L'Union européenne a jugé "inacceptable" la condamnation vendredi de l'opposant russe Alexeï Navalny à 19 années de prison supplémentaires, dénonçant un verdict "aux motivations politiques" et appelant de nouveau à sa libération "immédiate et inconditionnelle".

A l'issue d'un "procès truqué", "cette condamnation arbitraire est une réponse à son courage de critiquer le régime du Kremlin", a déclaré le président du Conseil européen, Charles Michel, sur X (ex-Twitter).

Du côté des Etats membres de l'UE, la cheffe de la diplomatie allemande, Annalena Baerbock, a dénoncé une "injustice flagrante". La France a condamné cette peine "avec la plus grande vigueur".

Un "harcèlement judiciaire", selon l'ONU

L'ONU a demandé vendredi la "libération immédiate" de l'opposant russe Alexeï Navalny.
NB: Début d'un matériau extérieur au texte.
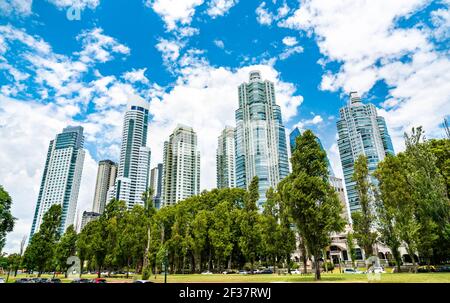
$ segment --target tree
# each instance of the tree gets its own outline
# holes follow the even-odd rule
[[[435,158],[436,167],[444,177],[447,197],[450,198],[450,139],[432,139],[426,147]]]
[[[399,223],[408,221],[404,218],[406,214],[401,212],[405,205],[413,207],[405,163],[401,156],[387,155],[378,164],[374,176],[378,180],[378,188],[375,191],[375,209],[380,241],[391,250],[398,272],[400,272],[402,259],[399,252],[401,245],[401,224]],[[412,218],[409,219],[412,220]]]
[[[405,145],[408,183],[415,205],[412,211],[420,225],[417,250],[428,263],[432,256],[445,260],[450,253],[450,202],[445,178],[425,141],[422,127],[405,134]]]
[[[153,203],[153,188],[149,187],[143,194],[142,194],[142,200],[144,201],[144,209],[147,213],[148,219],[146,220],[146,227],[147,227],[147,245],[145,246],[145,252],[144,252],[144,260],[142,264],[142,279],[147,280],[150,275],[150,269],[149,267],[149,252],[150,252],[150,243],[151,243],[151,226],[152,222],[151,219],[153,215],[155,214],[156,210]]]
[[[233,250],[230,209],[230,203],[223,201],[211,213],[212,223],[208,235],[219,271],[222,269],[222,262],[228,258]]]
[[[5,246],[6,234],[14,228],[14,218],[11,214],[12,199],[8,192],[0,185],[0,255]]]
[[[51,266],[61,227],[61,205],[54,204],[44,214],[39,231],[33,235],[25,250],[24,263],[28,270],[37,269],[38,275]]]
[[[358,192],[361,209],[352,213],[354,237],[364,249],[366,258],[373,255],[373,245],[377,239],[374,232],[375,215],[373,211],[371,183],[369,180],[367,157],[359,155],[355,161],[353,181]]]
[[[258,177],[255,176],[250,183],[244,199],[244,208],[239,218],[241,237],[239,247],[247,261],[251,263],[251,270],[254,270],[254,263],[257,249],[260,242],[260,231],[258,230],[258,207],[256,201],[259,199]]]
[[[278,192],[314,257],[315,279],[319,280],[323,249],[330,244],[331,233],[345,225],[342,206],[328,182],[326,154],[312,131],[297,137],[291,163],[293,171],[279,183]]]
[[[64,272],[64,276],[67,278],[67,259],[70,256],[74,256],[76,253],[77,232],[73,225],[70,225],[64,235],[61,237],[55,250],[56,263],[59,266],[60,271]]]
[[[353,267],[356,267],[356,249],[355,249],[353,233],[351,233],[351,232],[347,233],[347,251],[350,255],[350,258],[352,259]]]

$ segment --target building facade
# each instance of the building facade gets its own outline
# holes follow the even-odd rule
[[[286,134],[280,107],[275,102],[274,84],[250,72],[249,82],[238,88],[236,117],[236,186],[247,189],[259,178],[261,209],[266,191],[289,174]]]
[[[150,148],[147,147],[149,104],[129,102],[123,121],[119,169],[113,195],[129,209],[144,205],[142,194],[150,184]]]
[[[161,208],[162,179],[163,164],[158,163],[158,165],[150,171],[150,188],[153,190],[153,205],[156,209]]]
[[[91,221],[97,220],[101,214],[94,212],[94,211],[84,211],[83,216],[81,217],[81,226],[80,231],[83,230],[83,228]]]
[[[109,202],[108,190],[114,186],[117,177],[117,164],[111,160],[102,160],[98,163],[97,180],[95,182],[94,201],[92,211],[102,214]]]
[[[50,141],[30,238],[39,231],[44,214],[54,204],[62,207],[59,232],[64,233],[74,224],[84,164],[83,145],[81,126],[68,126]]]
[[[200,152],[192,127],[179,124],[164,142],[163,205],[200,193]]]
[[[378,116],[373,104],[363,104],[356,92],[350,93],[348,105],[340,109],[339,115],[339,154],[349,207],[353,212],[361,208],[355,182],[352,180],[356,159],[359,155],[365,155],[371,174],[386,154],[394,154],[394,149],[384,118]],[[371,181],[376,184],[372,176]]]
[[[217,140],[217,188],[236,187],[234,130],[234,127],[225,127]]]

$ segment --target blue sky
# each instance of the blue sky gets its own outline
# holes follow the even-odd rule
[[[96,162],[117,160],[127,100],[150,102],[152,165],[177,123],[199,136],[201,187],[215,180],[220,130],[237,86],[275,82],[287,133],[311,128],[337,175],[339,108],[350,91],[386,118],[396,151],[450,114],[449,1],[6,0],[0,3],[0,184],[29,233],[49,140],[85,128],[78,210],[91,207]],[[80,20],[69,20],[70,12]]]

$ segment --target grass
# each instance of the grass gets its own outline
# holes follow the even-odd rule
[[[6,279],[6,276],[2,276]],[[17,278],[23,278],[26,275],[18,275]],[[42,275],[44,278],[51,278],[51,275]],[[70,279],[59,277],[64,283],[70,282]],[[83,275],[83,278],[96,278],[96,275]],[[130,283],[133,278],[106,278],[109,283]],[[136,276],[140,279],[140,276]],[[14,277],[10,277],[8,282],[14,282]],[[150,281],[156,283],[164,282],[164,275],[151,276]],[[313,275],[278,275],[278,274],[261,274],[261,275],[221,275],[221,274],[186,274],[186,275],[168,275],[168,283],[265,283],[265,282],[337,282],[337,283],[450,283],[450,273],[385,273],[381,274],[380,280],[369,280],[365,274],[340,274],[340,273],[323,273],[320,282],[314,281]]]

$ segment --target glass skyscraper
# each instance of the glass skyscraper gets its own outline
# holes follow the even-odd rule
[[[162,163],[158,163],[150,172],[150,188],[153,189],[153,205],[156,209],[161,208],[162,174]]]
[[[200,193],[200,152],[192,127],[178,124],[164,142],[163,206]]]
[[[289,174],[286,134],[280,107],[275,102],[274,84],[250,72],[249,82],[238,88],[236,110],[236,186],[247,188],[259,178],[261,208],[266,191]]]
[[[377,115],[373,104],[363,104],[356,92],[350,93],[349,103],[340,109],[339,115],[339,154],[350,211],[353,212],[360,209],[355,182],[352,180],[356,159],[359,155],[365,155],[369,173],[372,174],[386,154],[394,154],[394,148],[384,118]],[[373,176],[371,181],[376,184]]]
[[[68,126],[51,140],[34,212],[30,238],[39,231],[44,214],[54,204],[62,207],[59,232],[74,224],[84,164],[83,127]]]
[[[234,127],[225,127],[217,141],[217,188],[236,187]]]
[[[123,121],[119,171],[114,196],[129,209],[144,205],[142,193],[150,184],[150,148],[147,144],[148,102],[134,100],[127,105]],[[111,195],[111,194],[110,194]]]

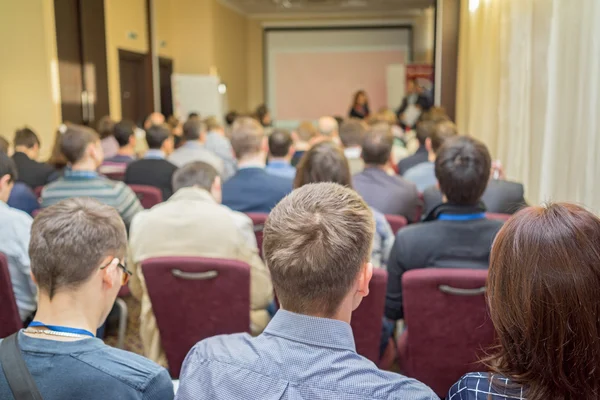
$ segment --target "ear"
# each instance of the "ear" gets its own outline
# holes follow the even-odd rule
[[[298,141],[298,134],[296,131],[292,131],[292,142],[296,143]]]
[[[29,272],[29,277],[31,278],[31,281],[34,283],[34,285],[37,286],[37,280],[35,279],[35,276],[33,275],[33,272]]]
[[[129,144],[135,146],[135,133],[129,137]]]
[[[427,149],[428,152],[432,152],[433,151],[433,147],[431,145],[431,138],[427,138],[425,139],[425,148]]]
[[[294,148],[294,145],[292,144],[290,146],[290,149],[288,150],[288,156],[293,157],[295,152],[296,152],[296,149]]]
[[[98,270],[102,277],[102,285],[107,289],[112,289],[118,282],[118,280],[115,279],[115,271],[117,270],[116,265],[118,262],[119,261],[114,257],[106,257],[102,260],[102,265],[110,263],[106,268]]]
[[[358,293],[362,297],[369,295],[369,282],[373,277],[373,264],[370,262],[364,264],[360,270],[358,277]]]
[[[212,183],[211,187],[210,187],[210,191],[211,192],[220,192],[221,191],[221,177],[217,176],[214,180],[214,182]]]
[[[10,175],[6,174],[0,178],[0,188],[5,188],[10,185]]]
[[[269,153],[269,138],[267,136],[263,137],[261,147],[262,151]]]

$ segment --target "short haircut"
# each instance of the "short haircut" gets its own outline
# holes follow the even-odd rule
[[[394,134],[389,126],[377,126],[365,134],[362,144],[362,159],[365,164],[385,165],[390,160]]]
[[[113,134],[119,147],[125,147],[129,144],[129,140],[135,135],[135,124],[132,121],[123,120],[117,122],[113,127]]]
[[[344,147],[361,146],[365,131],[361,120],[349,119],[340,126],[340,140]]]
[[[442,147],[444,141],[458,135],[456,125],[452,121],[442,121],[435,124],[435,129],[431,135],[431,148],[434,152]]]
[[[199,119],[188,119],[183,124],[183,138],[187,141],[200,139],[202,132],[206,132],[206,125]]]
[[[191,112],[188,114],[188,117],[187,117],[188,120],[198,119],[198,118],[200,118],[200,114],[198,114],[197,112]]]
[[[419,121],[450,121],[450,117],[446,113],[446,109],[444,107],[431,107],[429,110],[421,114]]]
[[[173,174],[173,191],[186,187],[198,186],[210,191],[219,173],[210,164],[202,161],[194,161],[179,168]]]
[[[160,149],[171,135],[171,131],[168,125],[152,125],[146,129],[146,143],[150,149]]]
[[[8,154],[8,149],[10,148],[10,143],[4,136],[0,136],[0,153]]]
[[[50,299],[85,283],[105,257],[122,261],[126,252],[127,231],[119,213],[94,199],[60,201],[43,209],[31,227],[31,271]]]
[[[421,146],[425,146],[425,141],[433,136],[435,125],[435,122],[431,120],[417,123],[417,140]]]
[[[71,164],[81,160],[85,149],[100,138],[93,129],[82,125],[67,125],[67,130],[60,138],[60,151]]]
[[[217,121],[217,117],[210,116],[204,120],[204,124],[206,125],[207,131],[214,131],[215,129],[221,128],[221,124]]]
[[[28,127],[25,127],[22,129],[17,129],[17,131],[15,132],[15,139],[13,140],[13,144],[15,145],[15,147],[25,146],[28,149],[31,149],[36,144],[38,146],[40,145],[40,139],[34,131],[32,131]]]
[[[298,135],[298,139],[303,142],[309,142],[311,139],[319,136],[319,131],[312,122],[303,121],[298,125],[298,128],[296,128],[296,135]]]
[[[237,111],[230,111],[227,113],[227,115],[225,115],[225,122],[227,123],[227,125],[231,126],[233,125],[237,117]]]
[[[338,122],[333,117],[321,117],[318,122],[319,133],[324,136],[331,136],[338,131]]]
[[[96,130],[100,135],[100,139],[106,139],[107,137],[112,136],[114,126],[115,121],[108,115],[100,118],[100,121],[98,121],[98,124],[96,125]]]
[[[17,165],[13,159],[8,154],[0,152],[0,178],[4,175],[10,176],[9,182],[15,182],[19,177]]]
[[[519,211],[496,236],[486,286],[492,385],[514,390],[501,376],[522,398],[597,399],[600,219],[569,203]]]
[[[273,157],[285,157],[292,147],[292,135],[285,129],[275,129],[269,135],[269,153]]]
[[[467,137],[448,139],[435,159],[435,176],[449,203],[476,205],[490,179],[492,159],[483,143]]]
[[[335,143],[321,142],[311,147],[297,165],[294,187],[308,183],[334,182],[352,187],[348,159]]]
[[[231,128],[231,147],[236,158],[259,153],[262,149],[264,138],[262,125],[250,117],[240,117],[235,120]]]
[[[263,252],[285,310],[331,317],[369,261],[373,214],[352,189],[303,186],[269,214]]]

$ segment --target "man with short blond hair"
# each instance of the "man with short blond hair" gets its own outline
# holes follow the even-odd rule
[[[196,344],[177,399],[437,399],[356,353],[350,319],[369,294],[374,229],[369,207],[350,188],[307,184],[284,198],[263,242],[281,309],[256,338]]]
[[[358,174],[365,168],[360,155],[366,131],[364,122],[359,119],[349,119],[340,126],[340,140],[352,175]]]
[[[231,129],[231,146],[238,170],[223,184],[223,204],[235,211],[268,213],[292,190],[292,179],[265,171],[267,140],[255,119],[236,119]]]

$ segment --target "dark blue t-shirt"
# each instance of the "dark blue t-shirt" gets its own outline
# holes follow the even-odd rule
[[[19,347],[44,400],[173,399],[168,372],[154,362],[89,338],[59,342],[19,332]],[[13,399],[0,371],[0,399]]]

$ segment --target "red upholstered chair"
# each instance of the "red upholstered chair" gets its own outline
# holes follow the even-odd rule
[[[41,213],[41,212],[42,212],[42,209],[41,209],[41,208],[38,208],[37,210],[33,210],[33,211],[31,212],[31,216],[32,216],[33,218],[35,218],[35,217],[37,217],[37,216],[38,216],[38,214],[39,214],[39,213]]]
[[[478,362],[494,341],[485,300],[487,270],[425,268],[402,279],[404,322],[398,362],[407,376],[441,398]]]
[[[496,219],[498,221],[508,221],[512,215],[510,214],[500,214],[500,213],[485,213],[485,217],[487,219]]]
[[[250,332],[250,266],[235,260],[159,257],[142,262],[171,376],[207,337]]]
[[[385,292],[387,288],[387,271],[382,268],[373,269],[373,278],[369,284],[369,295],[365,297],[356,310],[352,313],[352,332],[356,352],[368,358],[375,364],[380,363],[379,343],[381,343],[381,326],[383,324],[383,309],[385,306]],[[393,343],[391,343],[394,348]],[[394,352],[395,353],[395,352]],[[392,360],[393,361],[393,356]],[[382,365],[389,368],[391,363]]]
[[[265,222],[269,214],[265,213],[246,213],[250,217],[254,224],[254,235],[256,236],[256,244],[258,246],[258,254],[262,258],[262,242],[263,242],[263,230],[265,229]]]
[[[162,192],[159,188],[146,185],[129,185],[129,187],[135,192],[138,199],[140,199],[140,203],[146,209],[152,208],[163,201]]]
[[[42,190],[44,190],[44,186],[38,186],[35,189],[33,189],[33,193],[35,193],[35,197],[37,197],[38,199],[40,197],[42,197]]]
[[[5,338],[23,327],[13,292],[6,256],[0,253],[0,338]]]
[[[419,204],[417,204],[417,211],[415,212],[415,220],[413,222],[421,222],[423,218],[423,209],[425,208],[425,196],[419,192]]]
[[[385,215],[385,219],[387,219],[387,222],[392,227],[392,231],[394,232],[394,235],[396,233],[398,233],[398,231],[400,229],[402,229],[406,225],[408,225],[408,220],[405,217],[403,217],[402,215],[390,215],[390,214],[386,214]]]

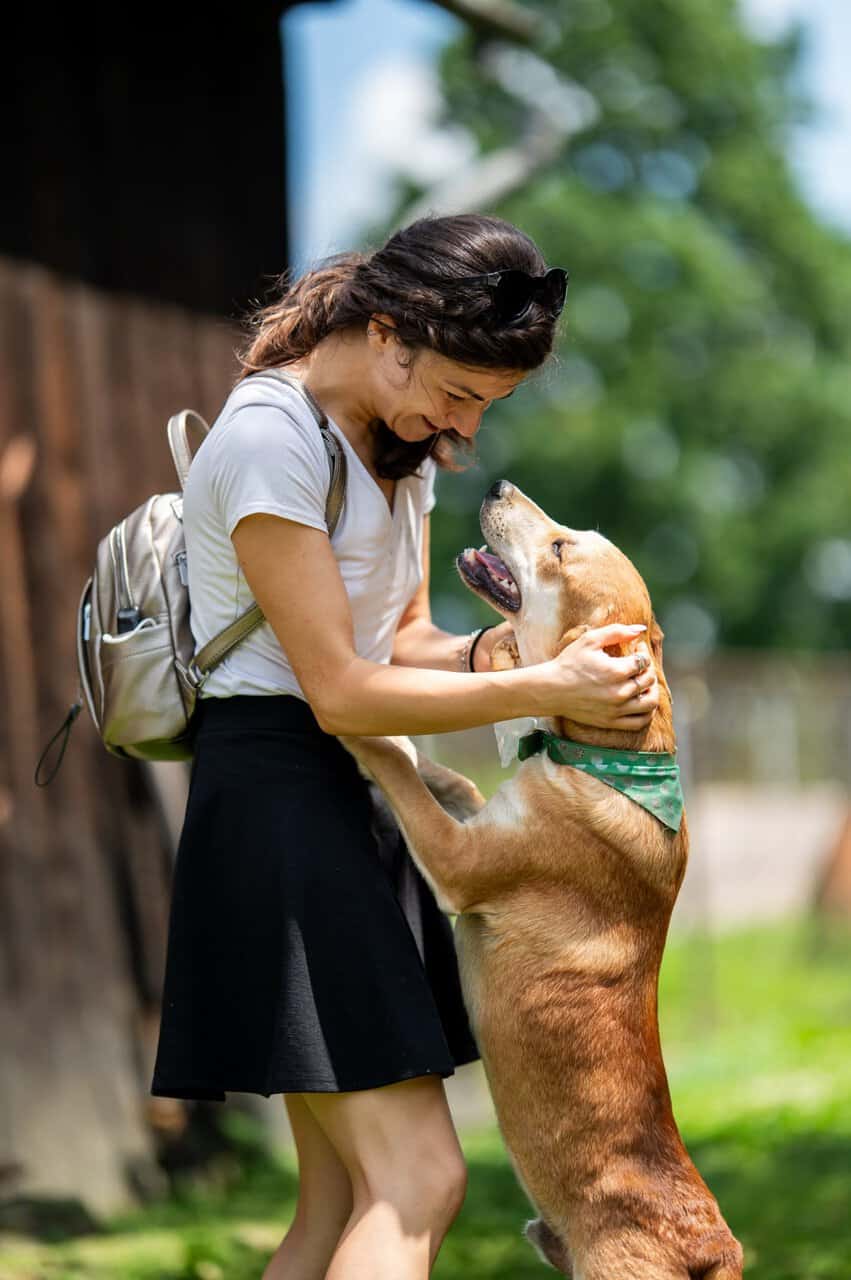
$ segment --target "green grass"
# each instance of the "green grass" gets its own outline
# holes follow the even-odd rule
[[[672,940],[660,1021],[674,1112],[749,1280],[847,1280],[851,933],[797,922]],[[249,1159],[250,1124],[234,1109],[227,1123],[237,1155],[221,1185],[184,1185],[97,1235],[7,1238],[0,1280],[256,1280],[293,1211],[296,1170],[287,1156]],[[553,1274],[521,1237],[529,1208],[499,1136],[462,1140],[469,1192],[435,1280]]]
Cette condamnation "suscite de nouvelles inquiétudes concernant le harcèlement judiciaire et l'instrumentalisation du système judiciaire à des fins politiques en Russie", a dénoncé le Haut-Commissaire aux droits de l'homme, dans un communiqué.

Les Etats "ont l'obligation" de respecter "l'ensemble des droits à un procès équitable et à une procédure régulière pour tous les individus privés de liberté", a rappelé Volker Türk.